The goal of Customer Journey Mapping is to help organizations optimize their customer experience – which in turn provides the business benefits of higher customer loyalty (loyal customers forgive mistakes, stay longer, buy more, and recommend to others). It typically consists of identifying the steps customers go through that need improvement and then the internal processes that need change in order to produce those improvements. It is however a bit more complex and a successful approach will take into account a number of dimensions:
1. Segment your customers
Not all customers go through the same journey. Whether individuals at different stages of their life, or with different levels of comfort with technology, or small companies compared to large ones, different customers will take different paths and experience your touchpoints through different lenses so a one-size-fits-all Customer Journey Mapping exercise won’t work. It will be important to have done the segmentation work ahead of time, using personas or other approaches, so make sure the improvement work produces the expected results with the various segments. And if you have to start with one segment, focus on the one that generates profits (tip: some of your most loyal customers might generate losses!)
2. Look at the whole customer lifecycle
The path a customer takes to become aware of your brand, make a buying decision, and use your product or service is made of a multitude of moments during which he or she will experience one of your organization’s touchpoints (for example, seeing an ad online, talking to a salesperson in your store or dealing with customer service).
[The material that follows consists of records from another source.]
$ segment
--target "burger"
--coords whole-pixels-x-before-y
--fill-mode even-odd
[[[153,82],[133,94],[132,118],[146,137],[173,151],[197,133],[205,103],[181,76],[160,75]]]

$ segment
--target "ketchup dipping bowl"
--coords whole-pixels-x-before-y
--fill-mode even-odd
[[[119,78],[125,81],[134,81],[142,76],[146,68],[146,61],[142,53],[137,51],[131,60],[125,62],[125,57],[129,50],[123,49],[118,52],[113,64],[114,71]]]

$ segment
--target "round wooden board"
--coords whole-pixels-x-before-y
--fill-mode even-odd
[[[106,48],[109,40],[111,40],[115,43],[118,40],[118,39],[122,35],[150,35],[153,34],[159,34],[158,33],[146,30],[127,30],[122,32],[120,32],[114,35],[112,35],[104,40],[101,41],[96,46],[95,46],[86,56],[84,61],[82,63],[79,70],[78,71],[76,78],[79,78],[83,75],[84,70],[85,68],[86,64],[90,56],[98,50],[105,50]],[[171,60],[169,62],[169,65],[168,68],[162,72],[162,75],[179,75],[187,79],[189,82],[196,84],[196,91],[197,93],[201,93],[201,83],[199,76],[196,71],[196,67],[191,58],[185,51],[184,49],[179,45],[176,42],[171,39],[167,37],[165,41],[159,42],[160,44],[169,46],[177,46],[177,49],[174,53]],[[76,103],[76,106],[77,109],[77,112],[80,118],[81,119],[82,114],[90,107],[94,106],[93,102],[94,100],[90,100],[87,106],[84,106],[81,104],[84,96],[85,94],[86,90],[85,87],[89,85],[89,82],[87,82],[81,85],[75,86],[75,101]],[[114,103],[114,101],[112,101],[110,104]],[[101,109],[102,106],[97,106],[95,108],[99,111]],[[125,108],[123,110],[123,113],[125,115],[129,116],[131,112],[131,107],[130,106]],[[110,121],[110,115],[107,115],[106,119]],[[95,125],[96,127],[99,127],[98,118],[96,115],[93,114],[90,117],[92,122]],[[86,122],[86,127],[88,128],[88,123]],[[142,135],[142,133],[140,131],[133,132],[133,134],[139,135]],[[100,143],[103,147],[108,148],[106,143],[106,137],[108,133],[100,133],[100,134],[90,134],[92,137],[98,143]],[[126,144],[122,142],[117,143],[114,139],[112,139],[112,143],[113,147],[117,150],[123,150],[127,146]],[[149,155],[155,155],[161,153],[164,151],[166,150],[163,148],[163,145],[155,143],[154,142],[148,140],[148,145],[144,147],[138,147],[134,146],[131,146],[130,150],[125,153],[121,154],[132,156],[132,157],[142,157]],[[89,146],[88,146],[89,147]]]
One of the first principles of Customer Journey Mapping is to take an exhaustive approach to the identification of all those moments and touchpoints (tip: they’re not all physical).
3. Recognize and measure emotions
It’s not what the customer actually experienced that drives their future behavior, it’s their memory of that experience (the two can be very different!). So don’t forget to identify what emotions customers go through – what they feel - as they make their way through their journey. You also want to look at the ‘emotional amplitude’ as they move along the journey. Customers will often change their minds and turn away from a brand if an emotionally charged stage of the purchasing process doesn’t generate a consistent level of engagement (this typically happens with proactive updates). You need to overlay an “emotional blueprint” on top of the typical rational one.
4. Line up the internal processes
Once you have the customer side of the map, it’s time to develop the organization’s side. If you will use a visual representation, it will usually sit in the bottom part of your visual because most of the internal processes that line up with the customer touchpoints are “below the water” (think about everything that needs to happen inside a bank for the money to come out of the ABM!). Don’t forget to dig a few levels deep – sometimes it’s the process improvements far upstream that have the most impact on what’s delivered downstream and back office, front line and every process and group of people in between must be taken into account.
5. Prioritize the allocation of improvement efforts
Remember, you started this because you wanted to reap the financial benefits of higher levels of customer loyalty. So you will need to use your loyalty KPI (whichever it may be) as the outcome against which to measure the impact of positive customer emotion at the touchpoint level and then to prioritize your improvement efforts accordingly. In other words, not all touchpoints count the same toward your goal and – assuming you are like most organizations and do not have unlimited resources – you need to focus on the ones that will get you closer to your goal.
6. Manage your CX cross-functionally
The results of your Customer Journey Map – in fact, the whole process - shouldn’t belong to one functional area of your organization in particular. Granted, Marketing will say they need them the most to improve communications, but Operations will want them to learn where to focus production, delivery or customer service processes and Finance should want them to see whether contracts, terms, warranties and billing can contribute to a better experience. A cross-functional governance system will ensure that all internal stakeholders are involved upfront and have access.
Customer Journey Mapping can be a critical success factor into helping organizations become leaders in Customer Experience. Following these few principles will ensure that your organization is using the right map and is on its way to success.